Así que, para desengrasar, una gratificación rápida. Paz por euros. No, no estoy hablando de prostitución, tranquilos: aprovechando la oleada Beatle con la remasterización 2009 de sus discos, me dejo llevar por la rebaja en FNAC de 20,5 a 9 euros de su recopilación “1”, a la sazón uno de los discos más vendidos en la actualidad, con 27 de los temas más exitosos de The Beatles. Y me doy cuenta, como con los buenos libros, de qué bien aguantan estos cuatro (y sus productos) las sucesivas lecturas. Todos esos temas que crees, estúpidamente, que ya son estándares, casi lugares comunes, que fueron un comienzo para todo, algo totémico… pero que has descatalogado del oído, arrumbado, superado. ¡Y un huevo!, me atrevo a sugerir, humildemente.
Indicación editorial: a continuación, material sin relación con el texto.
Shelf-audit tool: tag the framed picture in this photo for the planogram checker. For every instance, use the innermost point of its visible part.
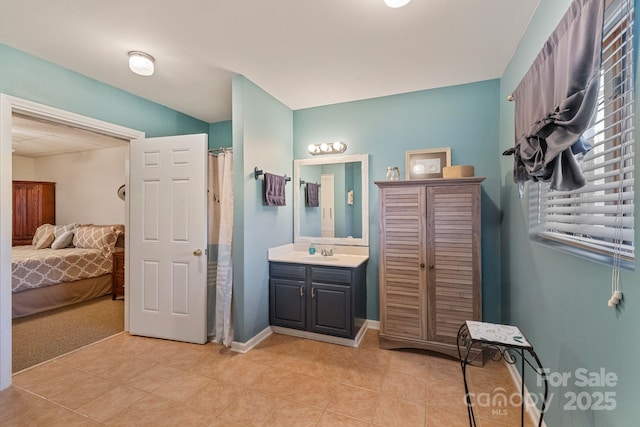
(422, 164)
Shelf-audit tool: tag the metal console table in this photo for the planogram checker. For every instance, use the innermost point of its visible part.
(502, 342)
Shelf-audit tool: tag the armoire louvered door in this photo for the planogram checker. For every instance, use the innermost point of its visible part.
(430, 262)
(454, 259)
(403, 300)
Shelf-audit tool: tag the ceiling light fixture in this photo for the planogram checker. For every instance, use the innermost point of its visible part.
(324, 148)
(396, 3)
(141, 63)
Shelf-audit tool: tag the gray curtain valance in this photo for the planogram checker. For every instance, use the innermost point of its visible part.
(557, 98)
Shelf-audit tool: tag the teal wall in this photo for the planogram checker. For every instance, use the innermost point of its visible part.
(463, 117)
(263, 138)
(221, 134)
(34, 79)
(560, 301)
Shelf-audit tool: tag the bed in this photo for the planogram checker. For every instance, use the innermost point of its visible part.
(56, 271)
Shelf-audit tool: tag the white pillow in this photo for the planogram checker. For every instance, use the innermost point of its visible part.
(59, 230)
(45, 241)
(63, 240)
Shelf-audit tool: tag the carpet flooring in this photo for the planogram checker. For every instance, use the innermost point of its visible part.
(44, 336)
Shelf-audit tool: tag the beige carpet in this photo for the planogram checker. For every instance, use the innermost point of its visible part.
(43, 336)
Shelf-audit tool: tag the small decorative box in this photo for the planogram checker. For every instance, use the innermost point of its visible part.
(457, 171)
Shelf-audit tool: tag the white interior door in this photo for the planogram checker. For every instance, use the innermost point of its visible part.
(327, 227)
(167, 261)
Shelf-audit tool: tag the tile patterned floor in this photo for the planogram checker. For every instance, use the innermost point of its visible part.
(285, 381)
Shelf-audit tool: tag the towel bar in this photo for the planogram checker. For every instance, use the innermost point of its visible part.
(259, 172)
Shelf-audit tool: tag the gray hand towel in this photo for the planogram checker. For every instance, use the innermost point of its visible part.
(274, 187)
(312, 195)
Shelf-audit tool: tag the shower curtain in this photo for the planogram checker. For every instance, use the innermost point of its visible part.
(220, 236)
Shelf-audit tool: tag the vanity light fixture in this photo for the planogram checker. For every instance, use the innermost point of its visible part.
(324, 148)
(141, 63)
(396, 3)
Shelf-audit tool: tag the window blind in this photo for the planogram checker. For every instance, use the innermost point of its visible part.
(599, 216)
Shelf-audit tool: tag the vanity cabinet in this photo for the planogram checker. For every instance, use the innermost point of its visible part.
(430, 261)
(317, 298)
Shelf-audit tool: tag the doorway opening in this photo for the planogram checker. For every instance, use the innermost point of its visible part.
(10, 107)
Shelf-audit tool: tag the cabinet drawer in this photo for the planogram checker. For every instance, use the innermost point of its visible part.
(288, 271)
(331, 275)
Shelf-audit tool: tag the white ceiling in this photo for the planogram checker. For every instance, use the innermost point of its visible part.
(36, 138)
(305, 53)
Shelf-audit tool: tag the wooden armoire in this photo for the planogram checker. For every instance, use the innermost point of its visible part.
(430, 262)
(34, 204)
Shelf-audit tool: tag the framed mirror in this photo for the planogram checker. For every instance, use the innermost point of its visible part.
(331, 200)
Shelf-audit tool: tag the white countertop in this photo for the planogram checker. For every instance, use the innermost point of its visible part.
(343, 256)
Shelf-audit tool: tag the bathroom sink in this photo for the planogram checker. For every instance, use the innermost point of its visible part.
(320, 258)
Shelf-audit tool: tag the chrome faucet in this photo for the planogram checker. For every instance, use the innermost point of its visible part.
(326, 252)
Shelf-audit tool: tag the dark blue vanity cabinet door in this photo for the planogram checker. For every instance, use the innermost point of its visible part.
(325, 300)
(331, 312)
(287, 296)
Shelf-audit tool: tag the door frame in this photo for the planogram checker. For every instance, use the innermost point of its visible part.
(8, 105)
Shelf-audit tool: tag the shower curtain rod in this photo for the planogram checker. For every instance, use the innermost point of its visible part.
(220, 150)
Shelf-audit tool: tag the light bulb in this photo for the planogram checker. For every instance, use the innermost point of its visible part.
(141, 63)
(396, 3)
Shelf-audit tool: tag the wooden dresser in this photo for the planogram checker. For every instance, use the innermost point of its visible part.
(117, 289)
(34, 204)
(430, 261)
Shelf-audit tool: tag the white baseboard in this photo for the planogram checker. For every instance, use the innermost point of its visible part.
(257, 339)
(531, 409)
(373, 324)
(243, 347)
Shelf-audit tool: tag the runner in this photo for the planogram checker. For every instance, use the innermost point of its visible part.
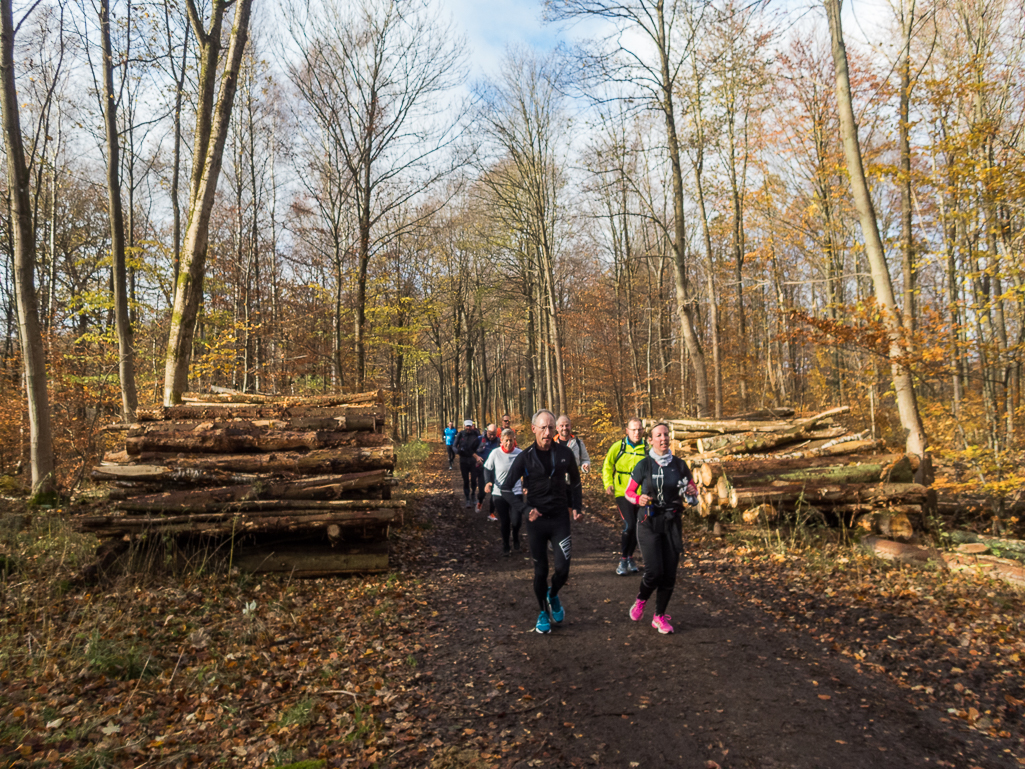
(660, 484)
(508, 503)
(616, 469)
(573, 443)
(465, 446)
(544, 469)
(489, 442)
(450, 434)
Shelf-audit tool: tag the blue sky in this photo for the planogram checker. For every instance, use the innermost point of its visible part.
(492, 26)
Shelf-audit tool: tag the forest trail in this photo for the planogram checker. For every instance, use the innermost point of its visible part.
(731, 688)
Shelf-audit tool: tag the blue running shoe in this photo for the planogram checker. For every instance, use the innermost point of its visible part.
(543, 623)
(556, 607)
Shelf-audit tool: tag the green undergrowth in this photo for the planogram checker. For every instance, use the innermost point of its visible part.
(411, 456)
(142, 666)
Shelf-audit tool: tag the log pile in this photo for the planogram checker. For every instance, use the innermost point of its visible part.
(231, 463)
(769, 466)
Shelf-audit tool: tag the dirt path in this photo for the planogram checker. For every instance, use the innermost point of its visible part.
(730, 688)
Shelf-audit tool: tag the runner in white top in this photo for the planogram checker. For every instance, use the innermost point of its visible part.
(507, 506)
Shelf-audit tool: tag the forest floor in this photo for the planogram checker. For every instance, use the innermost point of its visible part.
(787, 652)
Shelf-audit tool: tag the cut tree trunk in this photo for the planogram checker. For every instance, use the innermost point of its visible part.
(896, 472)
(234, 397)
(235, 440)
(707, 473)
(240, 522)
(308, 488)
(256, 507)
(354, 423)
(825, 493)
(319, 461)
(213, 412)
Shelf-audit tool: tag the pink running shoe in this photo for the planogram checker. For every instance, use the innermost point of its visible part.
(637, 610)
(661, 623)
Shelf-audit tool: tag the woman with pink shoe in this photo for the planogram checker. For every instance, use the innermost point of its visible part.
(660, 484)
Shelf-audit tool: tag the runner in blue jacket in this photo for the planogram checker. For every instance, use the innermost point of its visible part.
(450, 434)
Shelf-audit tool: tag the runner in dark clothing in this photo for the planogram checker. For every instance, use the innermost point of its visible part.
(551, 487)
(465, 446)
(660, 485)
(450, 434)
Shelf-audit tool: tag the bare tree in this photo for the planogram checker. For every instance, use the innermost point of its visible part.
(18, 180)
(109, 106)
(208, 148)
(659, 77)
(907, 405)
(522, 115)
(375, 77)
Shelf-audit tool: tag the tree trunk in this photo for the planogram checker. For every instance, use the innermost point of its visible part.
(684, 308)
(907, 405)
(211, 133)
(122, 321)
(33, 352)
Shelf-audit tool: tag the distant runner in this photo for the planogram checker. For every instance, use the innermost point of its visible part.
(565, 436)
(489, 442)
(619, 462)
(465, 446)
(507, 503)
(450, 434)
(660, 484)
(544, 469)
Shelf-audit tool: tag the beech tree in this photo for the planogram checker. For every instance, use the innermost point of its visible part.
(659, 77)
(522, 116)
(208, 148)
(907, 404)
(18, 181)
(375, 78)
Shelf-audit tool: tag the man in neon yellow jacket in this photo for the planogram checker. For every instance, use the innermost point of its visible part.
(619, 462)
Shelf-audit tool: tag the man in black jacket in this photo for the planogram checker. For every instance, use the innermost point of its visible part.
(465, 444)
(551, 493)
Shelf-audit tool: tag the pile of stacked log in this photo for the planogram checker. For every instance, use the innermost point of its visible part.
(771, 466)
(233, 464)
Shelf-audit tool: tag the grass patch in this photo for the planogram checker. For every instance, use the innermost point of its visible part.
(299, 714)
(409, 456)
(119, 659)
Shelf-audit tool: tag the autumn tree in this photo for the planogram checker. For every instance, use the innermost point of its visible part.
(523, 119)
(208, 147)
(907, 405)
(657, 76)
(18, 181)
(376, 77)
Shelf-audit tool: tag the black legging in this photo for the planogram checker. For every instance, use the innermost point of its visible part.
(539, 533)
(628, 540)
(660, 563)
(509, 512)
(481, 493)
(467, 469)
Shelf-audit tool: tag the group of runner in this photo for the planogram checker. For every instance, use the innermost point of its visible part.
(649, 484)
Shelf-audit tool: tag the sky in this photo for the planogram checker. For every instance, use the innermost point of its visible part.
(493, 26)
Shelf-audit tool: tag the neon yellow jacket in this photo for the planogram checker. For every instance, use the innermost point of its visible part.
(616, 473)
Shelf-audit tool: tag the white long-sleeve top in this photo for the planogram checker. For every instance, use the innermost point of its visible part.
(499, 463)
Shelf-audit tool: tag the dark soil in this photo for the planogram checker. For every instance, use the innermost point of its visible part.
(735, 686)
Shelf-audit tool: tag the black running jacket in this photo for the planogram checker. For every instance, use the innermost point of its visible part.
(544, 480)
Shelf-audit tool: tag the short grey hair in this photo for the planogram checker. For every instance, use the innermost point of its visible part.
(533, 419)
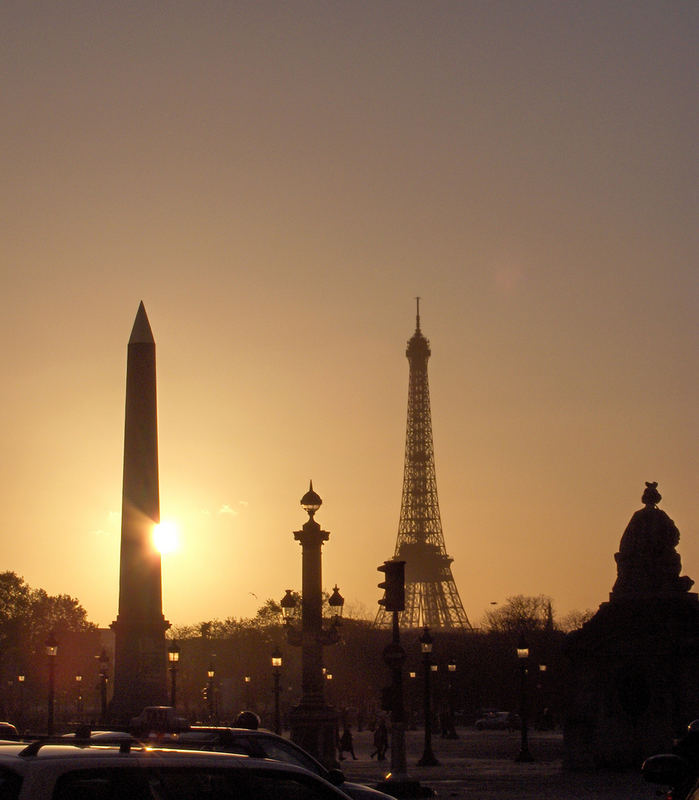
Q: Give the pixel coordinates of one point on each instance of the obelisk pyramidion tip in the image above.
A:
(141, 332)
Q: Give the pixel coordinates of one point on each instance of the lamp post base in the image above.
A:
(428, 759)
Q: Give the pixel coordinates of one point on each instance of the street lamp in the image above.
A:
(210, 674)
(276, 673)
(173, 656)
(79, 699)
(428, 758)
(450, 732)
(103, 661)
(20, 680)
(523, 657)
(51, 653)
(336, 602)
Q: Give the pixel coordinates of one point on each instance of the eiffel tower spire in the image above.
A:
(431, 596)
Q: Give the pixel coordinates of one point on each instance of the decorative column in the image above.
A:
(313, 723)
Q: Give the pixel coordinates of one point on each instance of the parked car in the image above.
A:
(499, 721)
(44, 770)
(8, 731)
(265, 744)
(673, 771)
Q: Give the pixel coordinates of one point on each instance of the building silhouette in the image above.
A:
(431, 596)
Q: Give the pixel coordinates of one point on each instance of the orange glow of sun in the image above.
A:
(166, 537)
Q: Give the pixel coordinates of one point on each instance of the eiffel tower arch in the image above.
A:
(431, 596)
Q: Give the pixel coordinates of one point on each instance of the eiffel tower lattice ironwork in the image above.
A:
(431, 596)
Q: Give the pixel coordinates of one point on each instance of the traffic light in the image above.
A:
(387, 698)
(393, 586)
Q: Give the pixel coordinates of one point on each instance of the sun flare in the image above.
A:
(166, 537)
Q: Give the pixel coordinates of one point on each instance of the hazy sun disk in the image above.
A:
(166, 537)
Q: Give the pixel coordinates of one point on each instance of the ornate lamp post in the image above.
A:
(276, 674)
(451, 728)
(20, 679)
(79, 697)
(103, 661)
(51, 653)
(313, 723)
(210, 674)
(428, 758)
(523, 657)
(173, 657)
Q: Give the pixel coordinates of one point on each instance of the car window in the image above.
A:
(10, 784)
(281, 751)
(187, 783)
(103, 784)
(277, 786)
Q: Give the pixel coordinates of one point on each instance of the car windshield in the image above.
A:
(191, 783)
(281, 751)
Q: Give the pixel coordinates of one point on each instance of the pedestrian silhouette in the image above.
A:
(380, 741)
(345, 744)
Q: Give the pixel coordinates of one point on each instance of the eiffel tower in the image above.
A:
(431, 596)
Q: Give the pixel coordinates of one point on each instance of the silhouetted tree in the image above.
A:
(520, 613)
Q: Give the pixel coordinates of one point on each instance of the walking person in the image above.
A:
(346, 745)
(380, 741)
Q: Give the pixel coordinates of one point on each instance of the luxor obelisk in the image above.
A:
(140, 659)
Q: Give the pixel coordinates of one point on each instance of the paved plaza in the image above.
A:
(480, 764)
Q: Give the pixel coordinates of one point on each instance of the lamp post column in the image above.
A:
(51, 653)
(523, 657)
(103, 667)
(211, 672)
(173, 656)
(20, 679)
(79, 697)
(428, 758)
(276, 674)
(313, 723)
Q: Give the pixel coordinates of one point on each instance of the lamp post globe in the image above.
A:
(173, 657)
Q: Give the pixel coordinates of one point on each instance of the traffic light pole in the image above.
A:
(397, 783)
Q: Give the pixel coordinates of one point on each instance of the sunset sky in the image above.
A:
(277, 181)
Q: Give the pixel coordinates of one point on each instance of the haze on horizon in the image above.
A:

No quiero ser exhaustivo y seguro que mil veces se ha dicho lo mismo, pero hay detalles que me deslumbran: la simplicidad esquelética de Love me do; los falsetes de From me to you; las palmas (y el puente) de I want to hold your hand; el silabeo/acentuación de la letra con la música (con el bajo) y el solo de Can’t buy me love; la entrada de A hard day’s night: guitarrazo y directo al estribillo, la batería de I feel fine (y el estribillo, que parece el abuelo marchoso de todo el pop granadino actual); el swing (y las armonías en el puente) the Eight day’s a week; la fluidez y solidez de una locomotora diesel en Ticket to ride; los coros (y por qué no, todo lo demás también) de Help!; la voz de McCartney en Yesterday, la única persona suficientemente joven (siempre) para cantar esa canción sin cursilería ni solemnidad; ¡la pandereta de Day Tripper!; la magnífica interrupción en forma de vals en lo que parecía una ¿simple? canción-eslogan (We can work it out); el riff y el bajo de Paperback writer; el atrevimiento de pasacalle de Yellow Submarine; la entonación contenida de Eleanor Rigby (fíjate y aprende, Rufus); los arreglos (todos) de Penny Lane: una canción que parece una película; la impertinencia antipatriótica y pedagógico-simplista de All you need is love; la declaración (elíptica) de intenciones de Hello, goodbye; el piano de Lady Madonna; todos y cada uno de los mil retales que parecen formar la inimitable Hey Jude (hasta la pandereta); la caja y el bajo obsesivo de Get back; la actualidad Folk-americana de The ballad of John and Yoko; los teclados de Something; el sexo duro en Come together; las mejores «words of wisdom»: Let it be y la imposible respuesta a la pregunta ¿por qué no quitaron los violines? en The long and winding road.

Bueno, la guardia no ha sido tan mala. En absoluto. Era sólo la excusa. I feel fine. Let it be.